米株続伸、過度な引き締め懸念後退 ナスダックは2%高

【ニューヨーク=斉藤雄太】1日の米株式市場でダウ工業株30種平均は小幅に続伸した。同日の米連邦公開市場委員会(FOMC)後の記者会見で、米連邦準備理事会(FRB)のパウエル議長が市場の想定よりも金融引き締めに積極的な「タカ派」姿勢をみせなかったとの受け止めが広がった。金利低下がハイテク株の買いを誘い、ナスダック総合株価指数は2%高になった。

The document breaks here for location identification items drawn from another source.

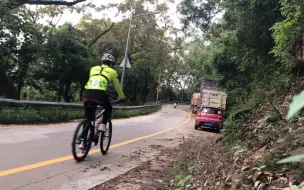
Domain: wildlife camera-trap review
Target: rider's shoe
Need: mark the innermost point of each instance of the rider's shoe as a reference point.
(81, 146)
(102, 127)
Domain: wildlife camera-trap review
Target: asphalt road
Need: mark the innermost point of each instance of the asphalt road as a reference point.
(39, 156)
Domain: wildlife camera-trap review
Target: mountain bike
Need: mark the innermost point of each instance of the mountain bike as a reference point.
(89, 135)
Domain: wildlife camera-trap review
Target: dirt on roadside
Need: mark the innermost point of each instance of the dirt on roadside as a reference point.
(161, 172)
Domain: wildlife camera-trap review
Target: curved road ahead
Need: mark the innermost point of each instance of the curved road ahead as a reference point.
(38, 157)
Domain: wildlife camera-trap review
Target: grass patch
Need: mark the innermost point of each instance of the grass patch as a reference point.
(54, 115)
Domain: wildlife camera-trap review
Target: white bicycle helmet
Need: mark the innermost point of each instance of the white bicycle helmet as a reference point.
(108, 58)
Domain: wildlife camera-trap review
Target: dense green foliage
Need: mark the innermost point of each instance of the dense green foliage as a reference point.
(42, 60)
(54, 115)
(252, 49)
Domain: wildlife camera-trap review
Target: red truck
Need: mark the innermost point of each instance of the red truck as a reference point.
(211, 107)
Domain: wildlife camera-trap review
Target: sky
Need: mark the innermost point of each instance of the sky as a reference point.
(74, 17)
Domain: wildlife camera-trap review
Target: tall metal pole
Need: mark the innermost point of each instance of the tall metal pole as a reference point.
(158, 84)
(126, 53)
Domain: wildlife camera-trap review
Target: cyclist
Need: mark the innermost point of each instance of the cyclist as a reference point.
(95, 90)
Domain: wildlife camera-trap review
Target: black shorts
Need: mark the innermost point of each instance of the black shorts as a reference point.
(98, 95)
(91, 99)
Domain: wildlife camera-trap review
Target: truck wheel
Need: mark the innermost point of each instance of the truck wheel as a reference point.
(218, 130)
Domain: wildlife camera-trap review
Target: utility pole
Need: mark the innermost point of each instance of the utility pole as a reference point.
(126, 53)
(127, 46)
(158, 85)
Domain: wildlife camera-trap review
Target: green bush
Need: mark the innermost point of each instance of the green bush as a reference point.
(53, 115)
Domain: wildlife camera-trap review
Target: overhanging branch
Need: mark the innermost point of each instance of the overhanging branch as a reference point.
(50, 2)
(103, 33)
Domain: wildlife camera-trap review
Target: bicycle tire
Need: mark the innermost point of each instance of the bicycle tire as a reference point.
(75, 138)
(103, 150)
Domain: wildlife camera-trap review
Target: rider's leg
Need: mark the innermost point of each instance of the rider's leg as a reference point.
(90, 109)
(107, 114)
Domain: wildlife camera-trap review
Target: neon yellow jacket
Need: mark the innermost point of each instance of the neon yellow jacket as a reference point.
(100, 76)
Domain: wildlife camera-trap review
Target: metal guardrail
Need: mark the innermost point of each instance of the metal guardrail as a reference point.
(9, 103)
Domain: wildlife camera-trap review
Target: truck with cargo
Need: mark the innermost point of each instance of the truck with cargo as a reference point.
(211, 106)
(195, 99)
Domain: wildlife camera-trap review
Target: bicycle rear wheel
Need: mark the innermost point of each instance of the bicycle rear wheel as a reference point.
(105, 139)
(84, 133)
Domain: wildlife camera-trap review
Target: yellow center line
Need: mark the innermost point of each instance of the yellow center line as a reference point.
(57, 160)
(67, 124)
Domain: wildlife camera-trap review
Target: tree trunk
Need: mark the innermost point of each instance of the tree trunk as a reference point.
(81, 93)
(7, 88)
(60, 91)
(66, 95)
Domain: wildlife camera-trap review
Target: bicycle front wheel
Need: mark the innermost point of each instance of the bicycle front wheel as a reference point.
(83, 134)
(105, 139)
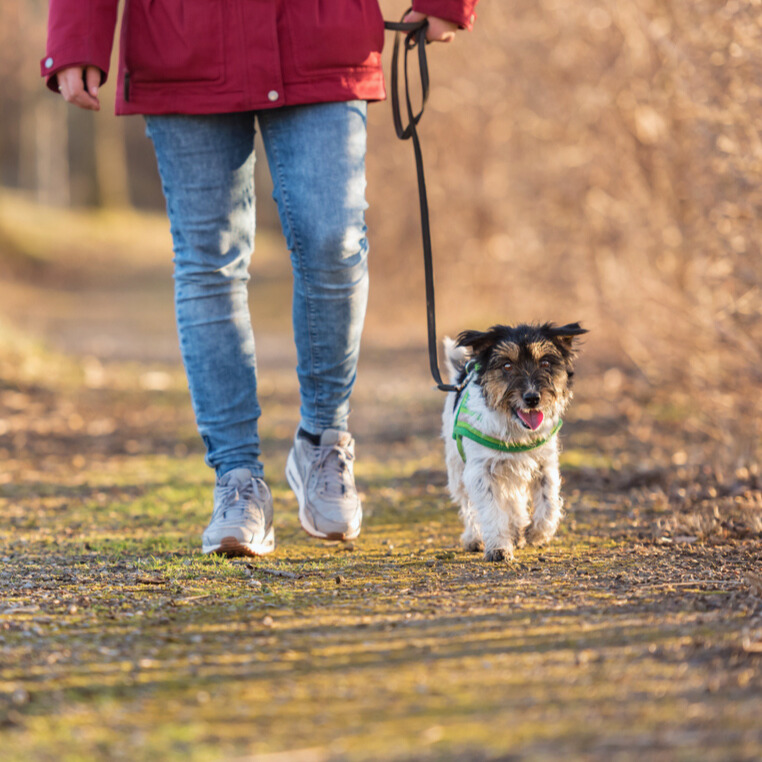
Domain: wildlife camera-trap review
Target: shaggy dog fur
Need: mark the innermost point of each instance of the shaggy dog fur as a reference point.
(518, 384)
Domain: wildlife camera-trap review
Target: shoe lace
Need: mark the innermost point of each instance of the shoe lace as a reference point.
(332, 470)
(239, 496)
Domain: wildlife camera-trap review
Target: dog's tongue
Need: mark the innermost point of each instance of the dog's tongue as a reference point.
(532, 418)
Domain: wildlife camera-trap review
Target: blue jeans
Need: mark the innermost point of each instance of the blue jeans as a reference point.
(316, 155)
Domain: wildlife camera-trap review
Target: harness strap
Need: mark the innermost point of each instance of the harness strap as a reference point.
(416, 38)
(465, 429)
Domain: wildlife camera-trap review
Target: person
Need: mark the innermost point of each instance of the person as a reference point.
(203, 74)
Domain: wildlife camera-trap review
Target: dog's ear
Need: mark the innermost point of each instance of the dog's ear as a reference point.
(477, 340)
(564, 337)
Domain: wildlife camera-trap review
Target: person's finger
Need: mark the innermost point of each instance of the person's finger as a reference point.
(93, 80)
(439, 30)
(72, 87)
(413, 17)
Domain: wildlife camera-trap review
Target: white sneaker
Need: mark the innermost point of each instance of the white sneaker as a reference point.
(242, 521)
(323, 479)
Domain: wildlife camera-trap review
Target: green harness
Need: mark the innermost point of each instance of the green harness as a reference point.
(463, 426)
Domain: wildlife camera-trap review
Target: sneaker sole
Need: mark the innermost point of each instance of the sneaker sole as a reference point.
(295, 482)
(233, 548)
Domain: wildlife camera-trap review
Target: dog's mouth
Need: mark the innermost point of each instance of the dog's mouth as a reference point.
(531, 419)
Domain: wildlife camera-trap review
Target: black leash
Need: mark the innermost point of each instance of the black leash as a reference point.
(415, 38)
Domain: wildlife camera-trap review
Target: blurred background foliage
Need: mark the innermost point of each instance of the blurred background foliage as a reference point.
(593, 160)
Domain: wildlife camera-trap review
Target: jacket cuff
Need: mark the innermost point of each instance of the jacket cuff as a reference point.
(57, 60)
(460, 12)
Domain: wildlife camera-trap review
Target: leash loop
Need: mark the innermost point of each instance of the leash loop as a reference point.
(415, 39)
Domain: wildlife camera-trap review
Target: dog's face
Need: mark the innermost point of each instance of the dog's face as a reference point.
(525, 371)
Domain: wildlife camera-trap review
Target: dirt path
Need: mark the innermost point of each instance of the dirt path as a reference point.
(637, 634)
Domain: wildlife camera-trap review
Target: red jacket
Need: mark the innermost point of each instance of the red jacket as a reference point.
(211, 56)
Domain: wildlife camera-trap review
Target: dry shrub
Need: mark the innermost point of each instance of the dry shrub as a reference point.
(597, 160)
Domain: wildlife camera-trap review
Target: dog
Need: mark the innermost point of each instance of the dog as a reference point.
(501, 432)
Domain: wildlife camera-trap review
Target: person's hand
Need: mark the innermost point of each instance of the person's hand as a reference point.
(439, 30)
(79, 85)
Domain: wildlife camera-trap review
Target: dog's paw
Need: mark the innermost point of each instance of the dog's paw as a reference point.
(473, 545)
(498, 555)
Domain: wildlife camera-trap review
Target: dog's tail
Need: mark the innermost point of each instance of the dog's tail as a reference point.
(455, 359)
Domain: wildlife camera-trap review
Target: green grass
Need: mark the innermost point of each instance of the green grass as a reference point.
(119, 640)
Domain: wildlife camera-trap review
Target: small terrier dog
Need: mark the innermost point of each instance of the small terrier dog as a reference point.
(500, 432)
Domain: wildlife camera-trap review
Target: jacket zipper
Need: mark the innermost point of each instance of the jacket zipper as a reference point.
(125, 19)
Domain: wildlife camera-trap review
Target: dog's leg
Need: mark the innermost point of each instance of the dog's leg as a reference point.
(471, 539)
(492, 518)
(548, 505)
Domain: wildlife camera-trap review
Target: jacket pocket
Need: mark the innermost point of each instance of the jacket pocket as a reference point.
(331, 35)
(174, 40)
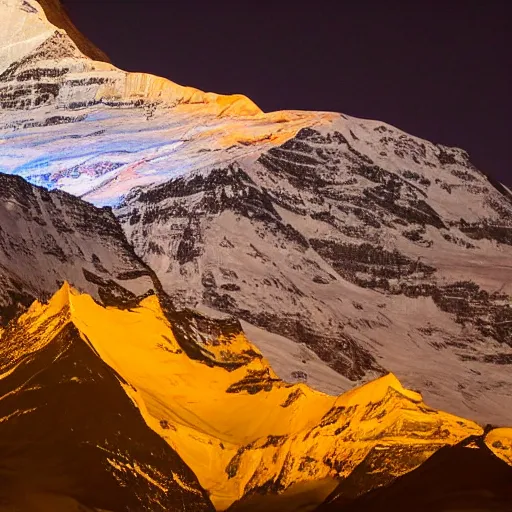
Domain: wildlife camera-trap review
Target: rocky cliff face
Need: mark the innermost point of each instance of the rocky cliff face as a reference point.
(72, 438)
(374, 249)
(357, 247)
(129, 402)
(47, 238)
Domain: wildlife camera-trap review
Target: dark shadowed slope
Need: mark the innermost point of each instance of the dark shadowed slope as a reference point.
(464, 478)
(70, 433)
(50, 237)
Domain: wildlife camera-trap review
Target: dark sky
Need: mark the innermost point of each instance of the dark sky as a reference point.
(440, 70)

ダウ平均の終値は前日比6ドル高の3万4092ドルだった。IT(情報技術)大手のインテルやマイクロソフトの株価上昇が目立った。米長期金利の指標になる10年物国債利回りは、前日の3.5%台から一時3.3%台後半まで低下(価格は上昇)した。米金利低下でドルは売られ、対ドルの円相場は一時1ドル=128円台後半まで円高・ドル安が進んだ。
1日のFOMCでは0.25%の利上げを決めた。市場の予想通り、引き上げ幅は2022年11月の0.75%、同12月の0.5%から2会合続けて縮小した。FOMC後の声明文やパウエル議長の記者会見では、この先さらに複数回の利上げに動く可能性を示し、ダウ平均は一時500ドル超下げた。

一方、インフレの鈍化期待からここ数カ月で米株高や金利低下が進んだ点について、パウエル議長は「我々は短期的な動きではなく、より広範な金融情勢の持続的な変化をみている」と指摘。「金融情勢はこの1年間で大きく引き締まった」とも語った。市場では、パウエル議長が足元の株高など金融環境の緩みを強くけん制しなかったとの見方が広がり、投資家はリスクを取る姿勢に傾いた。
パウエル議長は「(物価の伸びが鈍化する)ディスインフレのプロセスが始まった」とも明言した。昨年12月のFOMCで示した経済・物価見通しに沿った動きになれば「年内の利下げは適切ではない」とする一方、市場が期待するより早いインフレ鎮静化が進めば、政策運営でそれを考慮する考えも示した。市場の利下げ期待を強く押し戻さなかったことも株買いにつながった。